According to the Transactional Records Access Clearinghouse (TRAC) organization at Syracuse University, based in New York State, more than 2.4 million files are pending with about 650 immigration judges.

“We’re dealing with a truly appalling volume,” David Neal, director of the Justice Department’s immigration review services, said recently at a symposium organized by the Migration Policy Institute (MPI), a Washington-based think tank.

Last year, 313,000 files were completed, but the Department of Homeland Security submitted 700,000 new files, “double what we were able to close,” he said.

According to MPI, asylum seekers, who represent 40% of the courts’ workload, wait an average of four years before receiving their first hearing. And the process will take a long time to complete.

A period during which they can work, save and send money to their families in the country.

“It is clear that the current slow legal immigration process has become a major factor driving immigration into the region,” Blas Núñez-Neto, border and migration policy officer for the Department of Homeland Security, told the symposium.

– “fair” and “effective” –

Candidates for entry into the United States, many of whom are from Latin America, sometimes pay smugglers up to $15,000 to reach the border.

And according to Blas Núñez-Neto, they do because “once they are in the immigration justice system and have filed the necessary documents, they are eligible for a work permit”.

According to him, “the legal system has basically become a legal bypass for people to get into the United States”.

Most migrants were Mexican at some point and rarely sought asylum. But they now mainly come from other countries and many “seek protection, although relatively few ultimately receive it”, the official assured.

Migrants cross the Rio Grande River near Matamoros, Mexico to enter the United States on May 11, 2023 (AFP/Archive – Alfredo Estrella)
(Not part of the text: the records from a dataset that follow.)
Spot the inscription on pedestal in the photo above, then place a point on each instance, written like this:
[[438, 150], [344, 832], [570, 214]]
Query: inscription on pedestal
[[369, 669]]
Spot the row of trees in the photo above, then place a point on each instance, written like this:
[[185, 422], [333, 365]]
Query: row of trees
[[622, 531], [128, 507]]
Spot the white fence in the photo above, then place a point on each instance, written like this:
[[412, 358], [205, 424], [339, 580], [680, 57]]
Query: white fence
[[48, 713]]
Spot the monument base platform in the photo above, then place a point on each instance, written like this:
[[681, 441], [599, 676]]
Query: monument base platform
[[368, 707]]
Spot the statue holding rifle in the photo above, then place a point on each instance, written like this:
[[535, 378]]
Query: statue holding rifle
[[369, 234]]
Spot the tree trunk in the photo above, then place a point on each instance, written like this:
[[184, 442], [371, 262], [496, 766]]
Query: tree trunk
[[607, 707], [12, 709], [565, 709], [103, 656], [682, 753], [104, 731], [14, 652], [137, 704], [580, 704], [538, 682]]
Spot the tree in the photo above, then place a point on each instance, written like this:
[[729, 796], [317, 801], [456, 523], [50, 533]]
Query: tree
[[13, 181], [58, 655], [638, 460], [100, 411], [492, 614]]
In a new report, MPI offers ways to modernize immigration law, which hasn’t changed for 36 years, to reduce congestion in courts: closing cases that don’t meet necessary criteria, encouraging the use of technology, reinstating asylum officers to manage border procedures without going through judges, and reversing priorities by deciding on last-come cases rather than first filed ones, says institute researcher Muzaffar Chishti.

But Jojo Anobile, whose union Immigrant Justice Corps provides legal aid to migrants, “does not want a system where the last to arrive is the first, and where people are deported without being defended by a lawyer”.
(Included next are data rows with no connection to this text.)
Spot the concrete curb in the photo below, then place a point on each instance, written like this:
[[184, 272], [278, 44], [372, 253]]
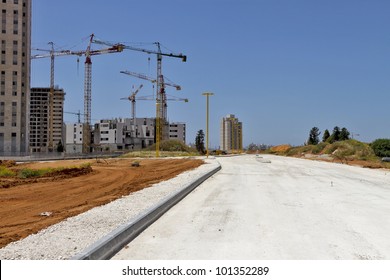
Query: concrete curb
[[109, 245]]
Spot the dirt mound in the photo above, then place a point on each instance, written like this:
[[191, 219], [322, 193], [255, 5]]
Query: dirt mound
[[21, 206]]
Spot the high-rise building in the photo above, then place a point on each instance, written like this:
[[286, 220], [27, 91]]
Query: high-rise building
[[39, 119], [177, 131], [15, 76], [231, 134]]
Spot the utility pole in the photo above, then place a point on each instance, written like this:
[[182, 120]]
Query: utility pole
[[207, 94]]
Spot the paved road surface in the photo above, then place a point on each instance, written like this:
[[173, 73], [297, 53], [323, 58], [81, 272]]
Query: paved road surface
[[283, 209]]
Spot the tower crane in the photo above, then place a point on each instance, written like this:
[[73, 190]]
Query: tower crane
[[163, 101], [78, 115], [52, 53], [87, 82], [160, 91], [131, 98]]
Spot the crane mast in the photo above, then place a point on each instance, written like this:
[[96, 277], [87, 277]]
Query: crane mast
[[51, 94]]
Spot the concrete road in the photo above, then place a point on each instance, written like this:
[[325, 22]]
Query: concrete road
[[275, 208]]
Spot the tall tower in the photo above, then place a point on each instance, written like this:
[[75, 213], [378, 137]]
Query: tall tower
[[15, 76], [39, 118], [231, 134]]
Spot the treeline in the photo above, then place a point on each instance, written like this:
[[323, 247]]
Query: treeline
[[381, 147], [337, 135]]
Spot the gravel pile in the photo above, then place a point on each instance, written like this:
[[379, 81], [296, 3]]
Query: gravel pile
[[72, 236]]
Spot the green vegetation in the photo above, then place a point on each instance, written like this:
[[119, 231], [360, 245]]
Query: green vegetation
[[347, 151], [314, 136], [5, 172], [381, 147]]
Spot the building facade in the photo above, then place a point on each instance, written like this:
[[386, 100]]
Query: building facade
[[73, 138], [15, 76], [231, 134], [177, 131], [39, 119]]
For David Neill of the Ministry of Justice, we must manage to be both “fair” and “efficient”.

– low arrival –

Jojo Anobile points out that the delay is also due to other factors, such as frequent adjournments of hearings and the obligation to fingerprint asylum seekers every 15 months.

The number of arrivals to the United States has declined since May, when Joe Biden’s administration issued new rules to replace “Title 42,” a measure activated by his predecessor Donald Trump that allowed all immigrants entering the country to be immediately turned back, under the pretext of a pandemic.

In June, US officials counted 99,545 entries along the border with Mexico, or 30% fewer than in May.

These new rules restrict the right to asylum in practice and have been challenged in court by several civil rights associations: they provide that applicants – with the exception of unaccompanied minors – manage to obtain an appointment or register their request in one of the transit countries, “CBP One”, a telephone application that centralizes requests.

Without it, their request is considered illegitimate and they may be subject to expedited deportation process, banning them from entering US soil for up to five years.